Order in a Messy World

In today’s casual, open-plan office where teamwork and flexibility are prized, hierarchy is often seen as too rigid, a Mad Men-like relic as productive as a threemartini lunch. But according to research from Aaron Kay, associate professor of management at Fuqua, employees may actually perform better in more traditionally structured organizations.

“Hierarchy can be full of injustice,” Kay says. “But for some tasks and goals, people are better able to do their jobs in that environment than a more egalitarian set-up.”

In a paper published in the June issue of The Journal of Personality and Social Psychology, Kay and his collaborators tested the compensatory control theory, which states that people prefer environments they perceive to be structured and orderly rather than random or chaotic, to find out how it might apply to the workplace.
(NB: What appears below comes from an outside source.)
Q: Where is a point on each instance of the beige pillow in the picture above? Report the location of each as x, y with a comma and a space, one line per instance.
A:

Through a series of experiments, Kay and his fellow researchers found that when an individual’s sense of personal control is reduced, he or she craves hierarchy in external circumstances. This held true even for those subjects who described equality as a more fair workplace model than a hierarchy.

That doesn’t mean that a conventional top-down power structure will necessarily boost productivity and reduce employee turnover, warns Kay. “People who work in a hierarchical workplace lacking in procedural justice often end up feeling like they have less control,” he says. “If people feel the hierarchy is arbitrary and unfair, the benefits quickly disappear.”